KomnasAnak.com, NASIONAL - Peneliti masih terus berusaha mengungkap banyak misteri dari virus Corona baru penyebab COVID-19. Salah satunya adalah fenomena orang tak bergejala. Salah satu penemuan terbaru mengungkapkan bahwa orang tak bergejala cenderung memiliki satu gejala baru, yakni lesi kuku berwarna keunguan atau dikenal sebagai “Covid toes”. Gejala ini umumnya ditemukan pada anak dan dewasa muda.

Seperti dilansir dari USA Today, kepala divisi penyakit menular di University of Pennsylvania, Dr. Ebbing Lautenbach menyebutkan lesi di kuku kaki cenderung sakit saat disentuh dan dapat menimbulkan sensasi terbakar. Gejala Covid toes cenderung muncul di awal terjadinya infeksi. Kemunculannya bisa jadi indikasi awal jika anda terinfeksi virus corona, dimana ia tak memiliki gejala pernapasan lain.

Pada sebagian orang, covid toes bisa hilang setelah beberapa hari. Namun, beberapa pasien bisa jadi mengalami gejala lanjutan pada saluran pernapasan mereka. Gejala covid toes pertama kali ditemukan dokter di Italia pada bulan Maret. Kemudian, gejala ini juga dilaporkan muncul pada pasien-pasien di Amerika Serikat.

Temuan baru Covid toes belum bisa dipastikan apa yang menyebabkannya muncul dan mengapa Covid toes menjadi gejala infeksi virus corona baru. Dr. Ebbing mengemukakan penyebab Covid toes. Pertama, gejala Covid toes mungkin terjadi karena respons peradangan tubuh lokal, yaitu hanya pada bagian kaku dan kuku kaki.
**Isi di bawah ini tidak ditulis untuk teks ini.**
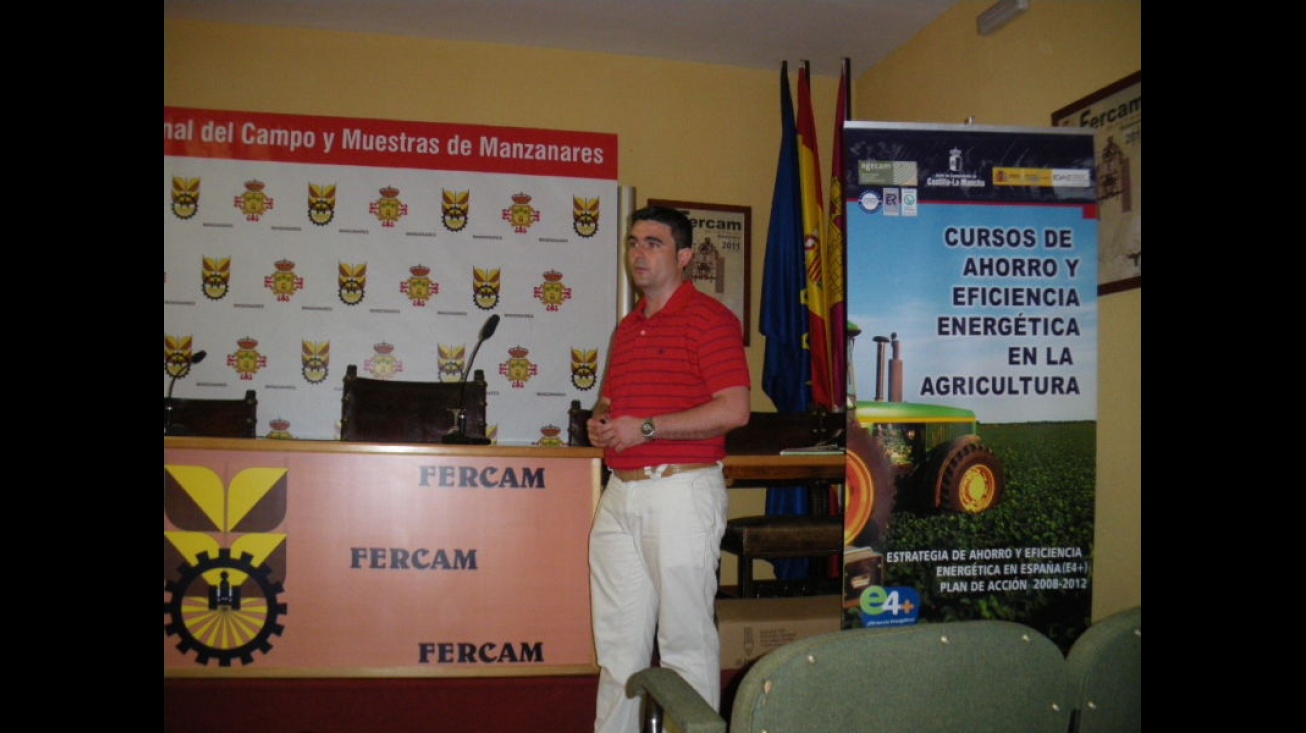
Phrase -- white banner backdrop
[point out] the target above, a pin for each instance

Kedua, gejala lesi kuku ini mungkin juga busa terjadi karena adanya pembekuan darah di pembuluh.

Sedangkan menurut ahli lain, yakni Susan Wilcox yang merupakan kepala perawatan kritis di departemen gawat darurat Massachusetts General Hospital, berpendapat bahwa lesi keunguan tesebut mungkin merupakan purpura fulminant.
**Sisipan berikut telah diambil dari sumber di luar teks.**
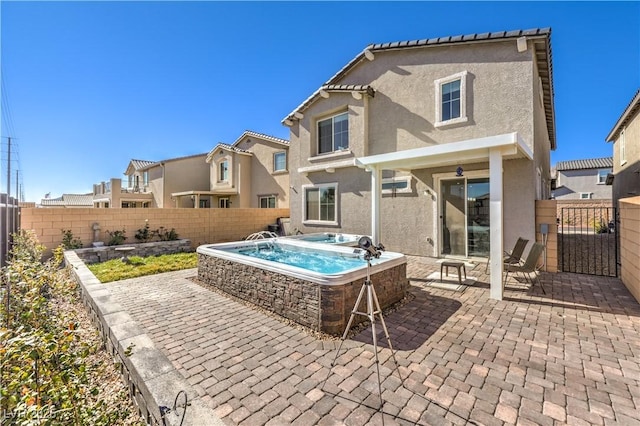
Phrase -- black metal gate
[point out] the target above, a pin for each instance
(588, 240)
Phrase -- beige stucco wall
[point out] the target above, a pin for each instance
(184, 174)
(201, 226)
(500, 99)
(630, 244)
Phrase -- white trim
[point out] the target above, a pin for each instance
(462, 76)
(598, 175)
(511, 146)
(285, 161)
(407, 179)
(323, 167)
(333, 142)
(304, 204)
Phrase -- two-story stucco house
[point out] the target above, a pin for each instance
(583, 179)
(250, 173)
(435, 147)
(152, 183)
(625, 136)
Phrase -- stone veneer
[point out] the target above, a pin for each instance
(324, 308)
(156, 248)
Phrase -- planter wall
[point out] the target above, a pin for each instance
(156, 248)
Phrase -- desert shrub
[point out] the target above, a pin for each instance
(116, 238)
(69, 242)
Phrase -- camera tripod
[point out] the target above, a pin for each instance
(373, 309)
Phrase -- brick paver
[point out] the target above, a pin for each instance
(570, 356)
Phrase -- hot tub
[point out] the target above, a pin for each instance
(288, 277)
(328, 238)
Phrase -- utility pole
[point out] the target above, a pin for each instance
(6, 253)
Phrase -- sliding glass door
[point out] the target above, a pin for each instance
(465, 217)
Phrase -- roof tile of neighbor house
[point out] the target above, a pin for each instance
(542, 52)
(627, 115)
(155, 163)
(260, 135)
(76, 200)
(592, 163)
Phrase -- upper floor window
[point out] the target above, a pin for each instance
(280, 161)
(451, 94)
(602, 176)
(224, 171)
(268, 202)
(320, 203)
(333, 133)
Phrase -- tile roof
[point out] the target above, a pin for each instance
(542, 46)
(591, 163)
(262, 136)
(226, 147)
(75, 200)
(139, 164)
(626, 116)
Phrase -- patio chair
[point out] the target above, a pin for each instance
(512, 257)
(529, 266)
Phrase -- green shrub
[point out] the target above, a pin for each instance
(69, 242)
(116, 238)
(46, 365)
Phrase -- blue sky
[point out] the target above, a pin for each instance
(87, 86)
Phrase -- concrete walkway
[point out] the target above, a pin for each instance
(571, 356)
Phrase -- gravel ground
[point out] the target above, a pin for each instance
(102, 369)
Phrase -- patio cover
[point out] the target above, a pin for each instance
(494, 149)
Purpura fulminant bisa terjadi ketika peradangan akibat infeksi parah memicu terbntuknya pembekuan kecil di pembuluh darah tertentu, seperti di kuku, jari, bahkan hidung.

Susan Wilcox telah melihat gejala ini pada banyak pasiennya yang mengalami kondisi parah akibat COVID-19. Ia juga menyebutkan, lesi keunguan di kuku tersebut terjadi pada pasien penderita pneumonia atau flu yang parah. Atas hal tersebut ia mengaku tak terkejut apabila pasien COVID-19 juga mengalami gejala ini.

Masih terus diteliti oleh para ahli, ada beberapa kesimpulan sementara terkait Covid toes yang diyakini ahli sebagai gejala baru COVID-19. Berikut ini simpulan sementara terkait Covid toes:

1. Cenderung muncul pada pasien COVID-19 yang tak memiliki gejala lain
Menurut ahli, hal yang paling menarik terkait Covid toes adalah absennya gejala lain. Artinya, pasien yang mengalami lesi kuku keunguan pada kakinya tidak menunukkan gejala-gejala umum akibat infeksi virus corona.

2. Cenderung terjadi pada pasien anak dan dewasa muda
Kesimpulan sementara lainnya terkait Covid toes adalah kemunculannya pada pasien tertentu, yaitu anak dan dewasa muda. Menuruut Dr. Ebbing, kecenderungan ini mungkin terjadi karena anak-anak dan dewasa muda memiliki sistem imun yang masih kuat.

Para ahli terus mempelajari Covid toes dan kaitannya dengan COVID-19. Selain lesi kuku tersebut, ada beberapa gejala lain yang menjadi ciri umum COVID-19 seperti demam, kelelahan, dan batuk kering.

Beberapa pasien mungkin mengalami gejala lain, seperti sakit dan nyeri, hidung tersumbat, pilek, sakit tenggorokan, dan diare. Menurut World Health Organization (WHO), gejala-gejala tersebut biasanya ringan dan terjadi secara bertahap. Sebagian orang juga bisa terinfeksi namun tak menunjukkan gejala apa pun atau orang tanpa gejala. Apabila seseorang mengalami demam, batuk, dan kesulitan bernapas, ia disarankan untuk segera mencari bantuan medis.